List of shipwrecks: 27 March 1830
| Ship | State | Description |
|---|---|---|
| Tructeaux | France | The ship was wrecked near "Plencin". She was on a voyage from Santander, Spain to Brest, Finistère. |

==29 March==

List of shipwrecks: 29 March 1830
| Ship | State | Description |
|---|---|---|
| Arkwright | United Kingdom | The ship was driven ashore in Widewall Bay. She was on a voyage from Aberdeen to Savannah, Georgia, United States. |
| San Jacoba de Galicia | Spain | The ship was wrecked at Punta Maternillos, Cuba.
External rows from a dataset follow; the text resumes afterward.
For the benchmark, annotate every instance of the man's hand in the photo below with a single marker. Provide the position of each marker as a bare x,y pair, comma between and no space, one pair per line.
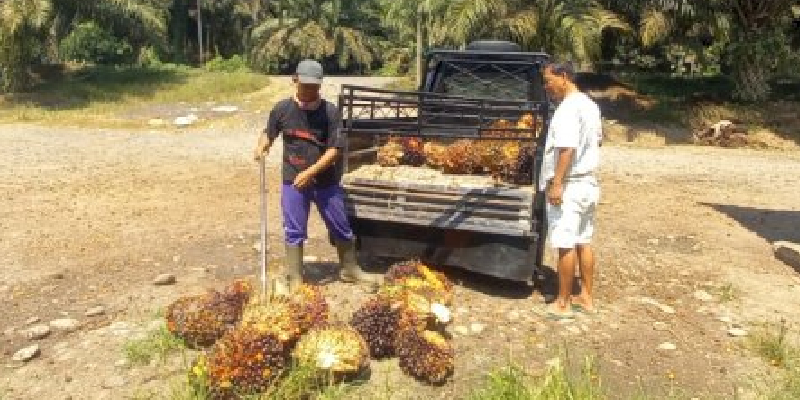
303,179
555,193
262,148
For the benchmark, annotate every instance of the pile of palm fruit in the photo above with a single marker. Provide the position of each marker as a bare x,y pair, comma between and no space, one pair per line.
406,319
504,159
250,342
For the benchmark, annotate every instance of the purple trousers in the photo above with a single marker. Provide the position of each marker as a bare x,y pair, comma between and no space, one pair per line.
296,205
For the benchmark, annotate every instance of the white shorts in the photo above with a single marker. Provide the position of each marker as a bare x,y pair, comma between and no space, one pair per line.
572,222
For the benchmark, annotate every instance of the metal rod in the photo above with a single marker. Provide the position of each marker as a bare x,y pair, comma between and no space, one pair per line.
264,218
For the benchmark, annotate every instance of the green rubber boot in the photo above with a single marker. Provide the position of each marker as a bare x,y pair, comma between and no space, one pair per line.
351,272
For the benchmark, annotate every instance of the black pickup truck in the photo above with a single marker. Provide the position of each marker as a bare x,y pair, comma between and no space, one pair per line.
495,229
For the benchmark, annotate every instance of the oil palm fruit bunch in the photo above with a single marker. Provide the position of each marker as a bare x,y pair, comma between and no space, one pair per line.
245,361
377,322
314,309
462,158
425,355
413,153
425,304
520,171
390,154
280,317
239,292
414,274
202,319
436,154
334,352
530,123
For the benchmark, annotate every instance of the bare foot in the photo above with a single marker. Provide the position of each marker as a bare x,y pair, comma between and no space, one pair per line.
557,310
585,303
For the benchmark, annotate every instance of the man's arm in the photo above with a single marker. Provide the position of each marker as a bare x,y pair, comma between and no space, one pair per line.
334,143
563,163
267,136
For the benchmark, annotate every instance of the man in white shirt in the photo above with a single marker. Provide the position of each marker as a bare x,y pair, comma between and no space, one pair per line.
571,157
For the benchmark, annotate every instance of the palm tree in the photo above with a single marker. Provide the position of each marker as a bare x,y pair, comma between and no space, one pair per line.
335,31
422,32
571,28
752,31
31,28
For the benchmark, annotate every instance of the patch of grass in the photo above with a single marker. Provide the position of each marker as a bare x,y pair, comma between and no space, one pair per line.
728,292
406,83
297,383
772,344
557,383
98,95
158,344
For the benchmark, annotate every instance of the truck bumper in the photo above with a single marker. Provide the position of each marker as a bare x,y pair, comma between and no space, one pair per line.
502,256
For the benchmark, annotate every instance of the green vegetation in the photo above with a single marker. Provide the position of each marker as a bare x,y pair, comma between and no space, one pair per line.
101,95
557,383
775,343
750,42
159,344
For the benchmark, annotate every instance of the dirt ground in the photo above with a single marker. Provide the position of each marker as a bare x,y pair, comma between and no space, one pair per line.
91,217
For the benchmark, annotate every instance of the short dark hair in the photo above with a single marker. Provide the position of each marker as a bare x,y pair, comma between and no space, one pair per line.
565,68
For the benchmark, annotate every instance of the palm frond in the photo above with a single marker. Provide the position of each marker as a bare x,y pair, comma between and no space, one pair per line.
654,27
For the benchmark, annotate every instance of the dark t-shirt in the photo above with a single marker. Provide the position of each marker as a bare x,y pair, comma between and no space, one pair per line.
307,134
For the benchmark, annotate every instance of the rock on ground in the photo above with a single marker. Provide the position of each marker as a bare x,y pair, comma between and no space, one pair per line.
95,311
37,332
165,279
26,354
65,324
789,253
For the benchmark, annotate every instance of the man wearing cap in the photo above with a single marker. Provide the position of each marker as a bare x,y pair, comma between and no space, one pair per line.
312,169
571,159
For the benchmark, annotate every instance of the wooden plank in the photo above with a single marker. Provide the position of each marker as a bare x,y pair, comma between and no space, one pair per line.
513,215
477,200
515,192
455,221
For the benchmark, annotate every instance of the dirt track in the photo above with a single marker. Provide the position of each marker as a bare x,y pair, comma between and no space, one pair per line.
90,217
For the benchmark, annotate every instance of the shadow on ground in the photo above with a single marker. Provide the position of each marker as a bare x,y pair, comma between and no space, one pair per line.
771,225
672,107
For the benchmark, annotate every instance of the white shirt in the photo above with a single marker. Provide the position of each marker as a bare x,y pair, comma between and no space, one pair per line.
575,124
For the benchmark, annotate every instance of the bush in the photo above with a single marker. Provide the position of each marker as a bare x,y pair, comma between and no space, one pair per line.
236,63
90,43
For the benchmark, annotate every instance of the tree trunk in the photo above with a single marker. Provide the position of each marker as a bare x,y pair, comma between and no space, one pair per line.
420,56
200,32
178,24
750,78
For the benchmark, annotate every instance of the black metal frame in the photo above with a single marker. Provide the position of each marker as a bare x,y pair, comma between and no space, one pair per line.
382,113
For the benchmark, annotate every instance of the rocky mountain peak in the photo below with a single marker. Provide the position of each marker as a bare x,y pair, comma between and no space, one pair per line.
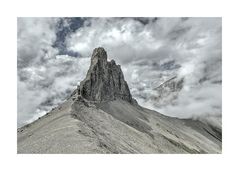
104,80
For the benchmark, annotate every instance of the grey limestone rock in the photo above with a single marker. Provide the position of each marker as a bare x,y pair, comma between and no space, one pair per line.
104,80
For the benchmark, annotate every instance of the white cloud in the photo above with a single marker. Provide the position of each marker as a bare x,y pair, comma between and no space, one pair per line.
142,48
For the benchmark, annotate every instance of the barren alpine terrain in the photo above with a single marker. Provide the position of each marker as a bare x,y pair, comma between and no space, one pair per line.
101,116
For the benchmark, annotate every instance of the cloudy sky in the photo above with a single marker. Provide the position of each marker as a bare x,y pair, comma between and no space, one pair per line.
54,55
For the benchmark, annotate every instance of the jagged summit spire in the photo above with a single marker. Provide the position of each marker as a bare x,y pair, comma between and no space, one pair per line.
104,80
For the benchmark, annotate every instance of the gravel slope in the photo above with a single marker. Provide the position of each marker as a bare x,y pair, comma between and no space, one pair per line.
115,127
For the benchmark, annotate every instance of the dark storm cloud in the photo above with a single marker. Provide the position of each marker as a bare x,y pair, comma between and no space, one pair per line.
150,50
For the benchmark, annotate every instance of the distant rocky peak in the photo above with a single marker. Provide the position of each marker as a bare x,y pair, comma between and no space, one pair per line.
104,80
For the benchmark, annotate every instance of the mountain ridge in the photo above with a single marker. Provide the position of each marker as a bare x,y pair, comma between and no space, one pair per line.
101,116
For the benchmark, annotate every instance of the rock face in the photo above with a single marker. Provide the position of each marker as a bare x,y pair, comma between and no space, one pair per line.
104,80
101,117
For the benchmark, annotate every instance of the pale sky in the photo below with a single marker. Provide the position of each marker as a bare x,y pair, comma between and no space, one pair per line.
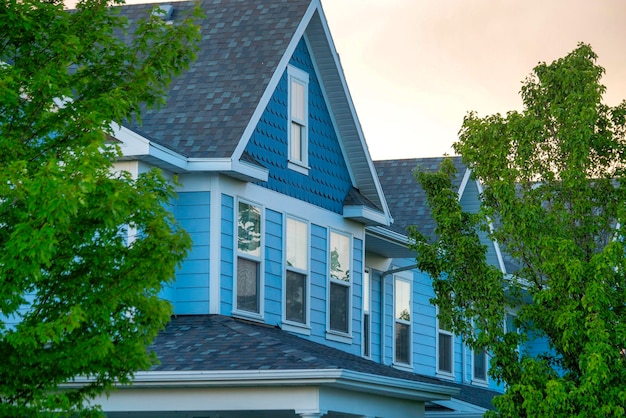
416,67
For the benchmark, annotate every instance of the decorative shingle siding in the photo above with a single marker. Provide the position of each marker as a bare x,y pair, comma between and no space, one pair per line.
273,266
227,249
328,180
192,278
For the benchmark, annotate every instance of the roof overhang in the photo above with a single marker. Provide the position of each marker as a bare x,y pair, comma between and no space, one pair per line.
136,147
387,243
255,390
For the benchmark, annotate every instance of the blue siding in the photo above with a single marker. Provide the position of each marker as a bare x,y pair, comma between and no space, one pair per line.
357,296
375,316
319,243
424,325
227,248
191,290
328,180
273,267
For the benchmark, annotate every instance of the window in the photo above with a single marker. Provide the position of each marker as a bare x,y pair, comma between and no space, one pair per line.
296,283
248,287
298,118
445,346
402,323
339,289
480,365
366,314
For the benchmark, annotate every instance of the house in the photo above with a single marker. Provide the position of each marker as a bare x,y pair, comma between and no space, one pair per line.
298,298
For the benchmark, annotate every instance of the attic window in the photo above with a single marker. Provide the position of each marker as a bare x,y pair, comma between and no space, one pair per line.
298,119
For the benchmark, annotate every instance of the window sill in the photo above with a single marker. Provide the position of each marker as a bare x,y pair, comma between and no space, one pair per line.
445,375
248,316
339,337
403,366
298,167
296,327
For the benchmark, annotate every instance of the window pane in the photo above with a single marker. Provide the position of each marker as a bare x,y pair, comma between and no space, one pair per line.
297,101
295,308
339,257
402,342
249,229
480,366
247,285
366,335
445,353
403,300
297,238
339,307
295,152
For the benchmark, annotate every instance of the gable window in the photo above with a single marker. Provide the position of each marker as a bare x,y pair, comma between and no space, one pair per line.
480,366
402,320
296,282
298,119
445,347
340,283
366,314
248,287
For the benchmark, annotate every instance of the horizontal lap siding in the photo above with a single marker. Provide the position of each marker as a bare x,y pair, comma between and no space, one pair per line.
375,316
319,268
226,254
424,325
191,289
273,267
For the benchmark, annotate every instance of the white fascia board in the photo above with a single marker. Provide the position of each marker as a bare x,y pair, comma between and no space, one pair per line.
271,86
386,234
367,214
397,388
362,382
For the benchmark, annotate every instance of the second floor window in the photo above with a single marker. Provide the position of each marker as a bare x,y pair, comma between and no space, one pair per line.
340,283
248,288
296,283
402,322
298,117
445,350
480,365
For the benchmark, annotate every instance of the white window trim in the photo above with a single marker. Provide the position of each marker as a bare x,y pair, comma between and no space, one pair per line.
260,259
396,278
443,373
331,334
366,276
302,328
302,77
480,380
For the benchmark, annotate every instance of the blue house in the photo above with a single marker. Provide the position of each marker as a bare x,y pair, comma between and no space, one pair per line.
299,297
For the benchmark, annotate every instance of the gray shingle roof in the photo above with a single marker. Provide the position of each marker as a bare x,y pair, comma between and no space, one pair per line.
405,197
210,105
216,342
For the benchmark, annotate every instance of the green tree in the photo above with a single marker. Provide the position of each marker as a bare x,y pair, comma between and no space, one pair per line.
553,199
84,249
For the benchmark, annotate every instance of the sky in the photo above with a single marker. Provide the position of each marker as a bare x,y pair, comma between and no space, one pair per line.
414,68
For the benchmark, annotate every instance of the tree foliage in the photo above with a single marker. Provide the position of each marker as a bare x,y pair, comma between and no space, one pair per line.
84,249
553,199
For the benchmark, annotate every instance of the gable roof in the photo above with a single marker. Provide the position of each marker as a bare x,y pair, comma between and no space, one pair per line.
406,197
214,106
202,343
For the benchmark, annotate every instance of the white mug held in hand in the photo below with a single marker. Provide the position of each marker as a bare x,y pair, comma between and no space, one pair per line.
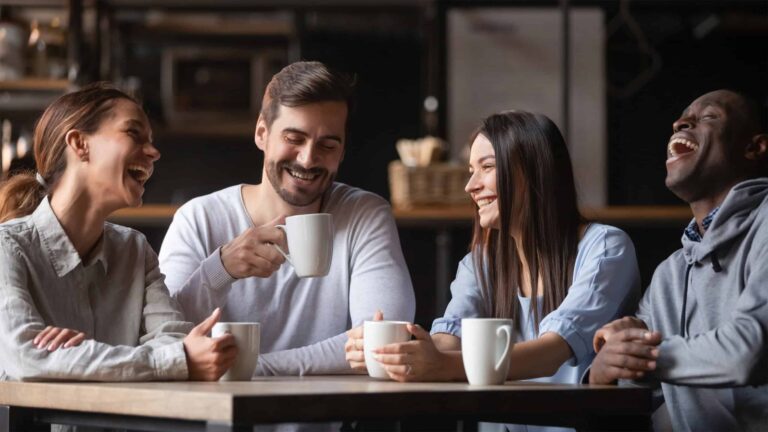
376,334
247,338
310,242
486,344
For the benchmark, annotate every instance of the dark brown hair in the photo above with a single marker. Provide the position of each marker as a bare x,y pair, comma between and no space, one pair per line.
82,110
303,83
535,194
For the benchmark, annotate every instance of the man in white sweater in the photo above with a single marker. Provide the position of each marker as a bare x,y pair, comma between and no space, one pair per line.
220,248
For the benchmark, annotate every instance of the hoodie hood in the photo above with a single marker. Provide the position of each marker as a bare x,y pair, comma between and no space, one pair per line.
735,216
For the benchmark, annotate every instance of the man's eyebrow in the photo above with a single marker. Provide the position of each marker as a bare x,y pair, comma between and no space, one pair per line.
294,130
323,137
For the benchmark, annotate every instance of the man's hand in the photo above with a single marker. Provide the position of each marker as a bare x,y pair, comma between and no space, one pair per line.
613,327
208,358
53,338
354,345
253,253
626,354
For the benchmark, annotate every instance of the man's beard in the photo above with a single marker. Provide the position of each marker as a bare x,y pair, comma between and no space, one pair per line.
303,197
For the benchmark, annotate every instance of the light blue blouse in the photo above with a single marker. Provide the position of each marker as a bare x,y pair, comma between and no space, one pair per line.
606,285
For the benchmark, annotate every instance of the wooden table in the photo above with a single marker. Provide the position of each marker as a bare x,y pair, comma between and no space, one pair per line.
168,406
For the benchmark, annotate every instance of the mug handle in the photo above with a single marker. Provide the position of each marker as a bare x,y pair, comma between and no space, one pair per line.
279,249
507,330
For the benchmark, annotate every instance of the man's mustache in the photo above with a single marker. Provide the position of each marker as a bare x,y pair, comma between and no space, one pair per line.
301,170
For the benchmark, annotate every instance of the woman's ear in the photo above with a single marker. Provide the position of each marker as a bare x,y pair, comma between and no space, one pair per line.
76,141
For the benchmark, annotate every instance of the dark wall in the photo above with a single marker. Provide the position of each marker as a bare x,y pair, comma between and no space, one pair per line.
701,47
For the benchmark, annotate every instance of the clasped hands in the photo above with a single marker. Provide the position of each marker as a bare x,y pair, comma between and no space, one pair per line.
625,349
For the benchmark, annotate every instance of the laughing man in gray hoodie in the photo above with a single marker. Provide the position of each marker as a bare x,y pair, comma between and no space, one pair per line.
701,329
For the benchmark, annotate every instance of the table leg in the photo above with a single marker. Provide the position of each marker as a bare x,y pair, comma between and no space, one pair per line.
5,418
225,427
17,420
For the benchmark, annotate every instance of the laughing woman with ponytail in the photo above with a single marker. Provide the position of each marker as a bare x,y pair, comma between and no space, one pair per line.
81,298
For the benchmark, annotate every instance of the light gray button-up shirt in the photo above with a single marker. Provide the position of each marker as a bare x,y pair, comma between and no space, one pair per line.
118,298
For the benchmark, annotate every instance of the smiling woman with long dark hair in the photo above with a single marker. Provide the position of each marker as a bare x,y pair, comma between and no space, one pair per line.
533,259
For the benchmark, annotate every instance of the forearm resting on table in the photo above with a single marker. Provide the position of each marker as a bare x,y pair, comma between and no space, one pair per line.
537,358
530,359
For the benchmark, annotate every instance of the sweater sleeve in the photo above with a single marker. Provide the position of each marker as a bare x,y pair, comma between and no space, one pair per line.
605,285
733,353
467,300
195,277
20,322
379,279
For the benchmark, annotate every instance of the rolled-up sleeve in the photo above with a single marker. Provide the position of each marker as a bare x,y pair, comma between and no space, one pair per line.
467,300
606,285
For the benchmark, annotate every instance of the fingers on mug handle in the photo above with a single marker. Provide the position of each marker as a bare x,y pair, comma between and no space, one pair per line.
507,330
279,249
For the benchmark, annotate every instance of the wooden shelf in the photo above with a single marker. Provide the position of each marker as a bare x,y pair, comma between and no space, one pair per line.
146,215
35,84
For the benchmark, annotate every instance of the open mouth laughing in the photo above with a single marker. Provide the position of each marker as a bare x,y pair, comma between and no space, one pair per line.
303,175
485,201
680,146
139,173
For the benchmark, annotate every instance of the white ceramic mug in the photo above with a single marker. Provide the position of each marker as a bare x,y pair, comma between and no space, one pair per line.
486,344
310,243
376,334
247,338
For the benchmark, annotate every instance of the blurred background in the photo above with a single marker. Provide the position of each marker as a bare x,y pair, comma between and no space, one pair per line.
613,75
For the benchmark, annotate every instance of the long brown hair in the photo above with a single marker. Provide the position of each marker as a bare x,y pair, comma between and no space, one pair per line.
83,110
536,194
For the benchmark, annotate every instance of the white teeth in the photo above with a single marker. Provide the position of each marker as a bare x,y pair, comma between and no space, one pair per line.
302,176
485,201
690,144
139,172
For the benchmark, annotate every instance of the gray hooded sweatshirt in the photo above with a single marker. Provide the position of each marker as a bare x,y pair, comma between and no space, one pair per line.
709,300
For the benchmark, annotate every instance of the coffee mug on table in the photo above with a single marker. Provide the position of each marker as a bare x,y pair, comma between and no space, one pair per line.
310,243
486,344
247,338
376,334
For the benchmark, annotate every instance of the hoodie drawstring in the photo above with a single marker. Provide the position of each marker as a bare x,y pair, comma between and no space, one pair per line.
685,300
715,263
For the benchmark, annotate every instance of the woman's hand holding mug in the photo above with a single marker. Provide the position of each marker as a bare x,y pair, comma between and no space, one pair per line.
355,342
415,360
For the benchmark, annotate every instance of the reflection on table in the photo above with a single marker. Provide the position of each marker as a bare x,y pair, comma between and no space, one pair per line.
239,405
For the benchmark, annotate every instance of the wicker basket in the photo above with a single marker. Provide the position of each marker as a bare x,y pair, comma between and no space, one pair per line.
440,183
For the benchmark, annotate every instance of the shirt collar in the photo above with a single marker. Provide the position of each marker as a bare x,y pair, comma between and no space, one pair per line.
61,252
692,230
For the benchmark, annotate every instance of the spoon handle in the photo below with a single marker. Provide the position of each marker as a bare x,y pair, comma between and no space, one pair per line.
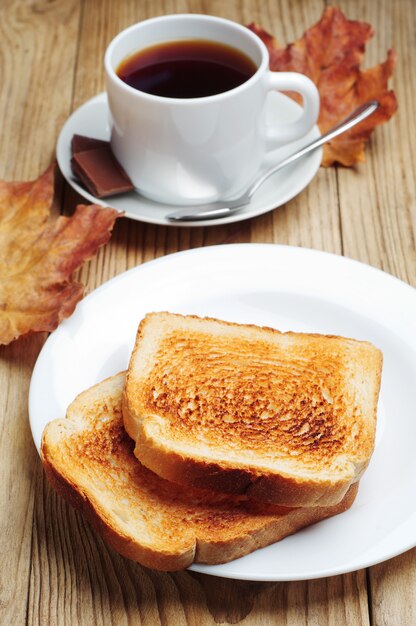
226,207
357,116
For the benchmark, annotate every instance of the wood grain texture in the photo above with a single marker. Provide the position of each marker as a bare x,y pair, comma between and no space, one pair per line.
58,569
38,46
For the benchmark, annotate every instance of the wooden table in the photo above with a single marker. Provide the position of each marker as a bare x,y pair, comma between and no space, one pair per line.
54,568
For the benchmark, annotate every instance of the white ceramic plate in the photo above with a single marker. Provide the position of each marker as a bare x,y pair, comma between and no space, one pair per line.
92,119
286,288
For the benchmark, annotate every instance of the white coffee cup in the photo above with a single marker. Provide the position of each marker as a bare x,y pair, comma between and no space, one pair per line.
187,151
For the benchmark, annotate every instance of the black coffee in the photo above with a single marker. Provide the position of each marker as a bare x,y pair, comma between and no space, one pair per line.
186,69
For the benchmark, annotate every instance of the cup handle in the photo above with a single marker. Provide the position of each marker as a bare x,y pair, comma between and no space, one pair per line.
291,81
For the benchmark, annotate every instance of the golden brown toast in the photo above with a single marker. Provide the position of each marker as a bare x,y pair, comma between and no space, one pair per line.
287,418
88,458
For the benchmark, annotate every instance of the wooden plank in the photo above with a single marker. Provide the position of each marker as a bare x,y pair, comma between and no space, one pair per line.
72,558
377,199
38,55
378,210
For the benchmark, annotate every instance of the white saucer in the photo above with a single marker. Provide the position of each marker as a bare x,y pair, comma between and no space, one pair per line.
92,119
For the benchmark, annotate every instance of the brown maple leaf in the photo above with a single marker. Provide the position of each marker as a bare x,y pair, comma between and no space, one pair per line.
39,256
330,53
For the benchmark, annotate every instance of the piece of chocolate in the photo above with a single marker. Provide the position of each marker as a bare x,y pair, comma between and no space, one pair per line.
100,172
80,143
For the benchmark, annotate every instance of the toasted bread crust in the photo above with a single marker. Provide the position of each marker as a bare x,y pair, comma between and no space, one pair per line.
286,418
88,459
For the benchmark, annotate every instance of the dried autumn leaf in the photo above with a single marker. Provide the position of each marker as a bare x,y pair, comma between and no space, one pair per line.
38,257
330,53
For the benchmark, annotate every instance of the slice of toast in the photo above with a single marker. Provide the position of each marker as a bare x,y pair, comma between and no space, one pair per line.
88,457
287,418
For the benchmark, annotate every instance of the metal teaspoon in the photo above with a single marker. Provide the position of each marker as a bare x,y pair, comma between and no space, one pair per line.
223,208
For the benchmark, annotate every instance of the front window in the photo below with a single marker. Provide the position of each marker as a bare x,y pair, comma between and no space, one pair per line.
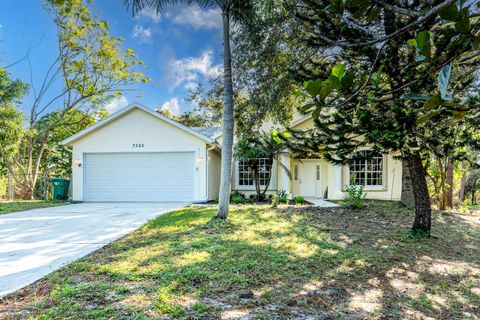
245,177
367,170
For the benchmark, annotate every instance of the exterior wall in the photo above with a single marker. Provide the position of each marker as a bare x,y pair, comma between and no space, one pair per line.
214,170
333,180
392,186
139,127
248,190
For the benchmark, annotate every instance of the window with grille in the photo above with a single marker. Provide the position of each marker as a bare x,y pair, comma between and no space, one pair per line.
245,177
368,170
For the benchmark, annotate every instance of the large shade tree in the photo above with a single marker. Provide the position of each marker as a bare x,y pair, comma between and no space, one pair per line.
380,78
90,68
228,9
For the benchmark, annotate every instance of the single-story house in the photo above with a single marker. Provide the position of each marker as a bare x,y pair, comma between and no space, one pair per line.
137,154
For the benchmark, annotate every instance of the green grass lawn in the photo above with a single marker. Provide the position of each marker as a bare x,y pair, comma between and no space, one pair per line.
14,206
284,263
She was on a voyage from Havana, Cuba to A Coruña. |

==Unknown date==

List of shipwrecks: Unknown date 1830
| Ship | State | Description |
|---|---|---|
| Amiable Louise | France | The brig was wrecked near Ceuta, Spain before 21 March. Her crew survived. She was on a voyage from Marseille, Bouches-du-Rhône to A Coruña, Spain. |
| Anna Sophia | Hamburg | The ship was wrecked on the Pagen Sand before 24 March. She was on a voyage from Curaçao to Hamburg. |
| Prince Metternich | Austrian Empire | The ship was wrecked near Smyrna, Ottoman Empire. |
| Providence | United Kingdom | The ship was wrecked in the Dardanelles before 10 March, She was on a voyage from Cardiff, Glamorgan to Constantinople, Ottoman Empire. |
| Speculator | New South Wales | The schooner was wrecked in the Five Islands. |

==Notes==
1. Date may have been 16 March 1831.